TCU may jump into the Top 4 this week, but nothing would be worse than maintaining a Top 4 spot until the last weekend, and then getting jumped by the Bears at the last minute. Assuming they beat Kansas State, this could very well happen. Even though the CFP committee doesn’t have a short memory, Baylor playing Kansas State the last weekend, and TCU playing Iowa State, could be a knockout punch for the Frogs. I’m not going to have hard opinions on people who think Baylor deserves a spot over TCU. As an alumni of the school, I have the right to have a hard opinion on the subject, not the person. The Frogs blowing a lead late to 1-loss Baylor is a better loss than Baylor being dominated in Morgantown. The other side of the coin is a fair argument as well. Bill Bowlsby agrees with the latter in the wrong way. The season still has one more long month ahead, but Bowlsby already championing Baylor as the Big 12’s best is a little gross. Whether it’s just him settling down fiery Baylor fans, or if he truly believes the Bears would undeniably be Champions, he should maybe just tone it down a bit.
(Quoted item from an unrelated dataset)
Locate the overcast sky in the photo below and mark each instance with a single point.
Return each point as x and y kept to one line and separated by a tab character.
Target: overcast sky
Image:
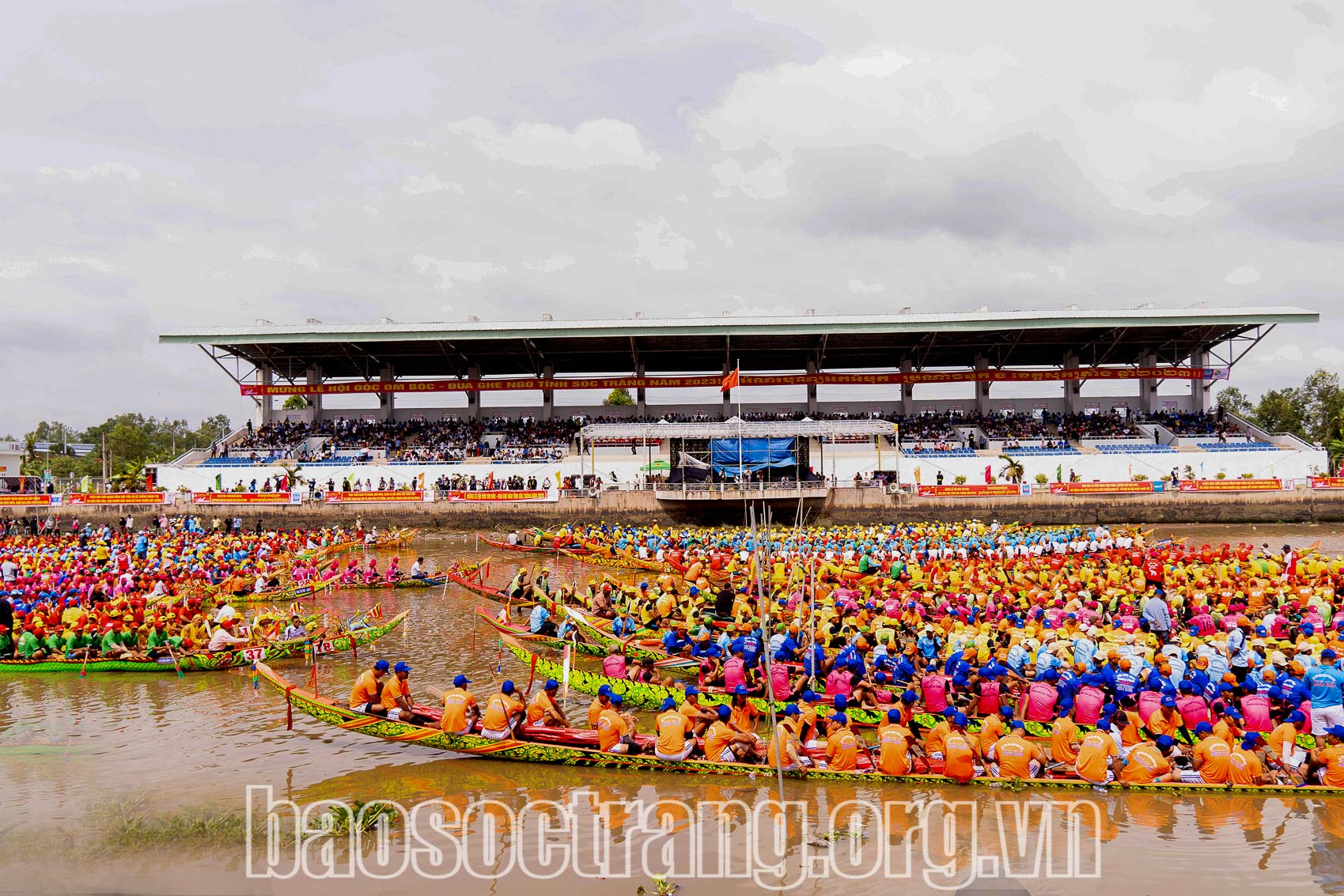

This is a little reminiscent of the Big 12 cira 2008.

Texas had the head-to-head win and the better loss (a loss to Texas Tech that still makes their fans shutter). Despite that, Oklahoma still made the National Championship. The CFP obviously didn’t exist back then, and even though Texas’ resume is a mix and match of Baylor and TCU’s for 2014 (head-to-head win and the better loss), had it existed, they probably would’ve still picked Oklahoma. Why? The Sooners’ non-conference schedule included wins against a Brian Kelly Cincinnati team that went 11-3 and finished 17th, and against a TCU team that finished 7th. Sure, the Sooners beat a Washington team that didn’t win a single game that year, but Texas playing UTEP, Rice, and a bad Arkansas team was the dealbreaker. That could very well happen to Baylor this year.

Despite their strong win against TCU, the danger of choosing Baylor is that their weak non-conference would be negated. As the 4-team system will be implemented for the foreseeable future, putting the Bears in would discredit the emphasis on scheduling non-conference, Power 5 (plus Notre Dame) opponents. The system is designed for the Power 5 teams to play big Non-Conference games early in the season, and it’s hard to see the CFP committee not voting with the best interests of college football. It’s a little off-course, but Marshall is one of the 3 undefeated teams, but they’re not even ranked in the Top 25 by the committee because their schedule is so weak. They’re taking schedule pretty seriously, and above everything else, this is where TCU’s going to have the advantage.

That Being Said, don’t sleep on Texas

The Longhorns may have cashed their chips this past Saturday, and will likely get past a struggling Oklahoma State team, but they’re going to come into Thanksgiving looking for a fight. The Thanksgiving game two years ago was the least attended game that season, and will likely be this year as well. That doesn’t matter for Charlie Strong’s improving bunch. The good news for TCU is that Tyrone Swoopes, while improving significantly, still has trouble throwing it over 15 yards. Also, the Horns’ offense is defined by its running game, something that hasn’t been a problem at all for the TCU defense. All this considered, Turkey Day is a big trap day.

That Being Said, TCU is for real. For real.

One bad quarter and youthful cornerbacks are the only thing keeping TCU from being the Number 2, if not Number 1 team in the country. Kansas State is as sound as it gets, and TCU ran all over them. As we talked about above, they mainly did this with speed, and aside from a few big passes to Lockett, the Frogs played a perfect football game. It’s clear now that this isn’t a team who came up with some big wins against Oklahoma and West Virginia. Nor are they a team that destroyed a crippled Oklahoma State and Texas Tech. This is a team that can go blow to blow with anyone in the country. Hell, they may even be the best team in the country.